The stability analysis, described above, helps in a better understanding of adsorption dynamics in equilibrium and a more accurate interpretation of results. In research span of almost a decade, in simulations of multicomponent adsorption, we did not encounter a case of practically feasible multiple steady states obtained by MATLAB; only one set of solutions satisfied required conditions (steady state adsorbate molecules on the surface are positive numbers with overall sum that is smaller than or equal to the maximal possible number of adsorbed particles, ). After thorough investigation, some complex solutions that appeared once proved to be the consequence of the numerical error propagation, which resulted in our additional efforts towards code improvements.

All of the methods we applied here for stability analysis in this paper result with the same conclusion: There is no combination of system parameters that ensures the appearance of sustained oscillations. On the contrary, the steady state is the stable node. Thus, if there is a seemingly oscillatory response in the experiment, the cause of oscillations is not the adsorption process (modeled with the nonlinear set of Riccati equations). Our conclusion is that the possible explanations are as follows:(i)There are no oscillations; noise is mimicking them.(ii)The reactions are more complex and are not well modeled by the set of Riccati equations.(iii)The oscillations emerged due to some other cause in the control loop of complex systems used in chemical, petrochemical, oil-refining, pharmaceutical, and related plants.

An example that supports this reasoning is presented in the paper [23], where self-oscillating adsorption–desorption of silver nanoparticles on the gel formed by incorporating graphene oxide into a poly (methacrylic acid)–polyethylene glycol copolymer film is reported. Here, adsorbent is a pH-responsive hydrogel which acts as a pH oscillator in a closed reaction and the oscillations in reversible adsorption–desorption of Ag nanoparticles on the patterned hydrogel surface are just response to pH oscillations.

4. Conclusions

The presented results prove that a binary adsorption process, moved from the equilibrium, goes through different transition states while reaching a new equilibrium, without experiencing oscillations. It is valid for all processes governed by the analyzed equations or their mathematical equivalents, i.e., for adsorption of gases but also for biological antibody-antigen kinetics or adsorption of macromolecules observed in commercial surface plasmon resonance-based instruments. If we extend this reasoning to mixtures with more than two components, we see that this result is also valid. It is valid whenever we can divide a mixture into a target gas and a fictive gas with user defined parameters (analogously to “user defined gas” option in commercial binary gas analyzers [30]), if the before mentioned assumptions are valid (monolayer adsorption, noninteracting species, and positive real sorption rates).

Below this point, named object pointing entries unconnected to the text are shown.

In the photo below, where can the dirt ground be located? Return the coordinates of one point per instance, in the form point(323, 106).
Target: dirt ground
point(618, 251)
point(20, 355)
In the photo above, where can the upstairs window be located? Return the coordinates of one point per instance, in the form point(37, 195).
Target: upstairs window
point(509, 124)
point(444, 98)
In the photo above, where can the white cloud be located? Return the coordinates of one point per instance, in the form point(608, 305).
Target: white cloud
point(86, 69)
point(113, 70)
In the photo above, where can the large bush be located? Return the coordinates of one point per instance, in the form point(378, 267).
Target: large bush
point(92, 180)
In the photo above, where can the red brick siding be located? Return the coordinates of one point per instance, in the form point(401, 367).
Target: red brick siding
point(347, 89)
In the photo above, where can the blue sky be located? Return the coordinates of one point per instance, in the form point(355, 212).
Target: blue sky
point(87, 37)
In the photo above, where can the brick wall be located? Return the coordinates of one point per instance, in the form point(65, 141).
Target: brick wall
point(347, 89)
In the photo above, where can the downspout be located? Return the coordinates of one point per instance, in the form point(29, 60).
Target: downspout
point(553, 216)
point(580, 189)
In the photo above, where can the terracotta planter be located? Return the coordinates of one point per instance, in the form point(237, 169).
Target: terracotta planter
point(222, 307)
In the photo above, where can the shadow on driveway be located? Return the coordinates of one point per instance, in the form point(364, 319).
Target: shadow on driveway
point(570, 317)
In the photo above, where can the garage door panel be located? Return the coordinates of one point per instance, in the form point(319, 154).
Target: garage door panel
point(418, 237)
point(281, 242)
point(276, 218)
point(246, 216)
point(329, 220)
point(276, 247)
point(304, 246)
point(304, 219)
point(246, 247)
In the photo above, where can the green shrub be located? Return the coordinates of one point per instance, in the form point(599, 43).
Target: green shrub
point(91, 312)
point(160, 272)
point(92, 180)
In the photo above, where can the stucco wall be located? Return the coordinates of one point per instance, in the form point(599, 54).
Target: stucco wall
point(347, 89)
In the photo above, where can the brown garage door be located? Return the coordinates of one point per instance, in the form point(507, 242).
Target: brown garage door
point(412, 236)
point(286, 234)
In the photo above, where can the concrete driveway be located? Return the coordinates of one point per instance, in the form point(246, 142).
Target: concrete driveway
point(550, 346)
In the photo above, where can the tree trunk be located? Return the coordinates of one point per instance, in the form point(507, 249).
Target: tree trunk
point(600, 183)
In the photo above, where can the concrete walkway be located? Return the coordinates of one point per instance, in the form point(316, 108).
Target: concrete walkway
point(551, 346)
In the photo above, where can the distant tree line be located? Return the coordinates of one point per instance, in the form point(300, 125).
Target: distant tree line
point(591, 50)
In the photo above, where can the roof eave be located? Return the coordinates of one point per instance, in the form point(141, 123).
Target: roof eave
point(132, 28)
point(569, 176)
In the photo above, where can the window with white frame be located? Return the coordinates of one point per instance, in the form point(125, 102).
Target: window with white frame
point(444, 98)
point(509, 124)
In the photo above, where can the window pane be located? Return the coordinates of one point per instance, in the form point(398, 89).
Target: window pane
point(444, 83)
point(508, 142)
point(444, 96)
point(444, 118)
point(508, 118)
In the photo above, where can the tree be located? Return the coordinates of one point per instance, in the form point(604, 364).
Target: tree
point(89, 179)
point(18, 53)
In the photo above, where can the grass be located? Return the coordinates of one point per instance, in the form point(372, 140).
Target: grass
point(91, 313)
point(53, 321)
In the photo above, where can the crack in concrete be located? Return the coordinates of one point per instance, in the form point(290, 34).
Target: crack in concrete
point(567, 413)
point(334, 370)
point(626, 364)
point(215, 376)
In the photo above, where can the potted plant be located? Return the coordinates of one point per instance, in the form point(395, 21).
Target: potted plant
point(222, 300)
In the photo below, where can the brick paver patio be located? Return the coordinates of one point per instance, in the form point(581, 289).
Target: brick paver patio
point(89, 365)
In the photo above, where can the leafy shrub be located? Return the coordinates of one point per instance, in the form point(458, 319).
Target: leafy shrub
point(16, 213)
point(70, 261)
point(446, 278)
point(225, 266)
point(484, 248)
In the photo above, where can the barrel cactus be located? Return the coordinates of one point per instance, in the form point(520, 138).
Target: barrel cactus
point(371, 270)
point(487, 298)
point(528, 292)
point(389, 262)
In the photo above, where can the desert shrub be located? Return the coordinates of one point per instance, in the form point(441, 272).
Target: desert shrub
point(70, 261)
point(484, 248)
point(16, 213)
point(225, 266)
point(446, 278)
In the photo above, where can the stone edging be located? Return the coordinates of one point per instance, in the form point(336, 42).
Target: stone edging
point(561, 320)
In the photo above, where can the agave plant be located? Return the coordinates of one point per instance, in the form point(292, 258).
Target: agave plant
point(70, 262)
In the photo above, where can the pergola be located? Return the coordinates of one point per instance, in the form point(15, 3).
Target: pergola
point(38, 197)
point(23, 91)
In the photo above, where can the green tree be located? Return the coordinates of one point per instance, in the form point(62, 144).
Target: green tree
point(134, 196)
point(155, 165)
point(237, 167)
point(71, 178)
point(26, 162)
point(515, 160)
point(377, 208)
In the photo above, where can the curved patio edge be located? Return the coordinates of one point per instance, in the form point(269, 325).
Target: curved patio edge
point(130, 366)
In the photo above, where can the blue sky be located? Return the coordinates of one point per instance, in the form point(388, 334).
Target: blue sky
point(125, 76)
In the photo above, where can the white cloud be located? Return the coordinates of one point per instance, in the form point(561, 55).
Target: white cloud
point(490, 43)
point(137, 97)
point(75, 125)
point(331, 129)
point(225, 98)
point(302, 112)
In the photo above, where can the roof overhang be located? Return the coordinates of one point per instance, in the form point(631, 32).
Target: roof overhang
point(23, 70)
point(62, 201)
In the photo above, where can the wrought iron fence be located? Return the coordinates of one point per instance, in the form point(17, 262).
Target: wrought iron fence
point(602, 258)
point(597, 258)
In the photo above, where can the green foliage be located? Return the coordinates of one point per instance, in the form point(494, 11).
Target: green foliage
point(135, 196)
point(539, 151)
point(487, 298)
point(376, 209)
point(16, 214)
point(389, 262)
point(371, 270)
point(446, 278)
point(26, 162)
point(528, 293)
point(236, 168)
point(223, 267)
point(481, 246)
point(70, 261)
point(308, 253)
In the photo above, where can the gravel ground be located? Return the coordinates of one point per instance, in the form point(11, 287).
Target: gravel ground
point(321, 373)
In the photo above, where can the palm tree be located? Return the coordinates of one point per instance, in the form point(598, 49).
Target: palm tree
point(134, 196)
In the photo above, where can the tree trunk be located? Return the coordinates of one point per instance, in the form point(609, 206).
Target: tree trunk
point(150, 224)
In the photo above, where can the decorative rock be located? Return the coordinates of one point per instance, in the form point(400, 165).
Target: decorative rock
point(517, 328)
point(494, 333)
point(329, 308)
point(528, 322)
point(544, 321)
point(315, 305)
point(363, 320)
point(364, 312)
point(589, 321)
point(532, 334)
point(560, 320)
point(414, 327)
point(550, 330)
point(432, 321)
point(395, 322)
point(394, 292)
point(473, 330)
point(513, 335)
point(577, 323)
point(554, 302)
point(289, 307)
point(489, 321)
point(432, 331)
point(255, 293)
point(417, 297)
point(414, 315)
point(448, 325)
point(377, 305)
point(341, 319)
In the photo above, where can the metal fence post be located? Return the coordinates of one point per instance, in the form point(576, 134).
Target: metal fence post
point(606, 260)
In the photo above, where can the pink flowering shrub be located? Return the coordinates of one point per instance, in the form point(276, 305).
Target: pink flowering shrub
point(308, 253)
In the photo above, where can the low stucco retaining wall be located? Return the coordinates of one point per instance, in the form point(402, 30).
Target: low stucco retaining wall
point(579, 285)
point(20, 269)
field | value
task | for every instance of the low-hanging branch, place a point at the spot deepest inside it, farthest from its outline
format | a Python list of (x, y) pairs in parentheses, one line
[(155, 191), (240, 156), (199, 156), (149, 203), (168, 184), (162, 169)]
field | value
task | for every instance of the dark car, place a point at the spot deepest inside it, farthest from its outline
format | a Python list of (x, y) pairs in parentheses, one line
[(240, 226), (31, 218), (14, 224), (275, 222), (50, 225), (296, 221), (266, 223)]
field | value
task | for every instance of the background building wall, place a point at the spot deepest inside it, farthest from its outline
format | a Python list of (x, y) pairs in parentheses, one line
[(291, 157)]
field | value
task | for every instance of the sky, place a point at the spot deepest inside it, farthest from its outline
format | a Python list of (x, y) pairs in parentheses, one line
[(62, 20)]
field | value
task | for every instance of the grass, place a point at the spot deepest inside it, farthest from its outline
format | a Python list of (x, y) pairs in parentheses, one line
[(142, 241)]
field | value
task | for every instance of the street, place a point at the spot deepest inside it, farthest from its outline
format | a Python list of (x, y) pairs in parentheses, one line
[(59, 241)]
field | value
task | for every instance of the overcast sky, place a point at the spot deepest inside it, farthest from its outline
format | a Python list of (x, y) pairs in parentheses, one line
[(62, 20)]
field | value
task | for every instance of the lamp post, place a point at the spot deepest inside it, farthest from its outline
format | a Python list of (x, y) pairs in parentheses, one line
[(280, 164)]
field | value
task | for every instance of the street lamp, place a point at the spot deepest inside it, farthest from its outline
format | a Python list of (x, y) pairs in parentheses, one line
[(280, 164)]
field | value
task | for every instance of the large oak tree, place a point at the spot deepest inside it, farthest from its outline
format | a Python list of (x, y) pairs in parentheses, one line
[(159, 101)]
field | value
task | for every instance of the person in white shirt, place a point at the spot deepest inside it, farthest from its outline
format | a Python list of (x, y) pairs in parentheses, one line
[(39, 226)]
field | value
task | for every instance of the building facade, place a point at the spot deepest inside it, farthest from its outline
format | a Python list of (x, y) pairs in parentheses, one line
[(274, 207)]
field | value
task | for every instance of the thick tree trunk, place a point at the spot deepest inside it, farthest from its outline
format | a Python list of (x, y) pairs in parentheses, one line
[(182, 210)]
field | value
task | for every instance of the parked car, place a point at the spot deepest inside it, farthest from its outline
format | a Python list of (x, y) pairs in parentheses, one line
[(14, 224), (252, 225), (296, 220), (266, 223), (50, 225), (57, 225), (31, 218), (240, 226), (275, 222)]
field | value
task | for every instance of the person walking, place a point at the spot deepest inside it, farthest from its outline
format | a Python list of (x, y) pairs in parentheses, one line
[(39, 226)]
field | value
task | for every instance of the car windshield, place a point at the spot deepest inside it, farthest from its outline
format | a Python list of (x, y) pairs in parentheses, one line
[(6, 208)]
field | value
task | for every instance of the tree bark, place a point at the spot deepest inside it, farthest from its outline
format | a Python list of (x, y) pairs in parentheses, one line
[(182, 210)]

This result can be used for better understanding of seemingly oscillating experimental values, for better judgment of experimental setup, or for better control of adsorption systems far from equilibrium. Further efforts in research and development of adsorption based devices useful for operation of commercial surface plasmon resonance instruments or chemical plants in petrochemical, oil-refining, paper-producing, pharmaceutical, and related industries might be directed to the field of analysis of noisy response.

Data Availability

Data on desorption energy and surface density of adsorbed molecules of chemical warfare agents, needed for calculations of the sorption rate constants, used here for the demonstration of theoretical results, are available on the Harvard open source research repository at [25]. ADmoND software package written for the MathWorks MATLAB environment is available on open research repository Mendeley Data at [31].

Conflicts of Interest

The authors declare that there are no conflicts of interest regarding the publication of this paper.

Acknowledgments

This work has been supported by the Serbian Ministry of Education and Science through projects TR 32008 and ON 172015. The authors acknowledge Dr. Annie Lemarchand, CNRS, Paris, France, for insightful correspondence regarding modeling the Langevin forces.